Recent European Parliament and local elections have been a boost for Italy’s Matteo Renzo, the leftist prime minister who came to power in February.
Despite gains for the anti-establishment Five Star Movement in a number of cities, including Livorno, where the left had governed virtually unchallenged since the end of the Second World War, Renzi’s Democrats took control of well over half of the 139 cities and towns that held elections on Sunday.
A bribery scandal in Venice, where the left’s mayor was placed under house arrest, possibly dented the results for the ruling party after its triumph in last month’s European Parliament elections, but the two shows of electoral strength still underlined a turnaround in the Democrats’ fortunes since Renzi maneuvered Enrico Letta out of office earlier this year.
The Democrats won almost 41 percent support in the European election, up from 25 percent in last year’s parliamentary vote.

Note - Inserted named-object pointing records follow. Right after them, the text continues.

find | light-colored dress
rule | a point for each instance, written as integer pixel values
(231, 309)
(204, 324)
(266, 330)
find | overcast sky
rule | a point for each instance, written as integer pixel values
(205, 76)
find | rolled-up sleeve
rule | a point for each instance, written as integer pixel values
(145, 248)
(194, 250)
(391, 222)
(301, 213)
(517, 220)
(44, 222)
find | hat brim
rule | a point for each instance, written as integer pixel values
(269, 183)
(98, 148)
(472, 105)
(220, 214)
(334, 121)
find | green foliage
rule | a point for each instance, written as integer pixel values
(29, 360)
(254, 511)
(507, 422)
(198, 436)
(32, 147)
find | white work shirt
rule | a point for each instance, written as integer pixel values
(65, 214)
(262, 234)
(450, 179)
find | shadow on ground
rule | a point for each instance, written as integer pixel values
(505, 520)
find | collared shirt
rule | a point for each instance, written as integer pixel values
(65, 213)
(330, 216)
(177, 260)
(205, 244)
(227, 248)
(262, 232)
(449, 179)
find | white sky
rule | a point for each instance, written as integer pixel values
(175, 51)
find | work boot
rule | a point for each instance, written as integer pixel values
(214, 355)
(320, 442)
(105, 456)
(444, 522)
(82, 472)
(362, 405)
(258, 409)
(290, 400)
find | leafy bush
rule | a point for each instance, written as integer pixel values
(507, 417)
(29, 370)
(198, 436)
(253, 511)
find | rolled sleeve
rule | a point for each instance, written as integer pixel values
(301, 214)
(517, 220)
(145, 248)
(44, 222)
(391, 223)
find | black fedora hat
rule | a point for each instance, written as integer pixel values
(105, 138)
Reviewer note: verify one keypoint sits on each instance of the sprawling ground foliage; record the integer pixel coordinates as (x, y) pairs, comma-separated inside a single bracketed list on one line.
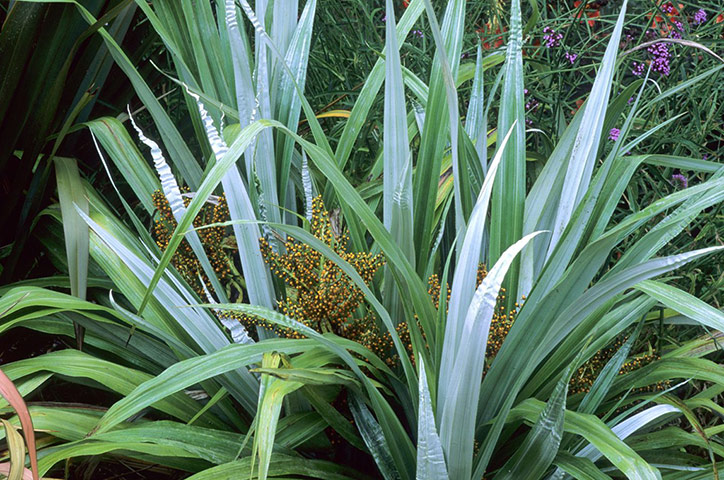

Former prime minister Silvio Berlusconi’s Forza Italia placed behind the Five Star Movement with under 17 percent support, losing more than half its European assembly seats.
Interior Minister Angelino Alfano’s Nuovo Centrodestra, which split from Berlusconi’s party last year to remain in government, got under 5 percent of the votes — enough to win three European Parliament seats but barely meeting the 4.5-percent electoral threshold that was introduced for national elections in January.
Renzi struck a deal with Berlusconi that month to make it easier for large parties to win majorities in both houses of parliament.
Neither the left nor the right won a majority in the Senate last year, forcing them into a grand coalition that fractured after less than a year.
The two most recent election results give Renzi a strong mandate to continue his political and economic reforms.
Among his priorities are keeping Italy’s deficit under the European Union’s treaty ceiling of 3 percent and reforming the country’s sclerotic labor market by cutting payroll taxes and enhancing protections for newly hired workers.
Italians are notoriously difficult to fire, making firms reluctant to hire young workers. 43 percent of Italians under the age of 25 were out of work in April when the general jobless rate stood at 12.6 percent.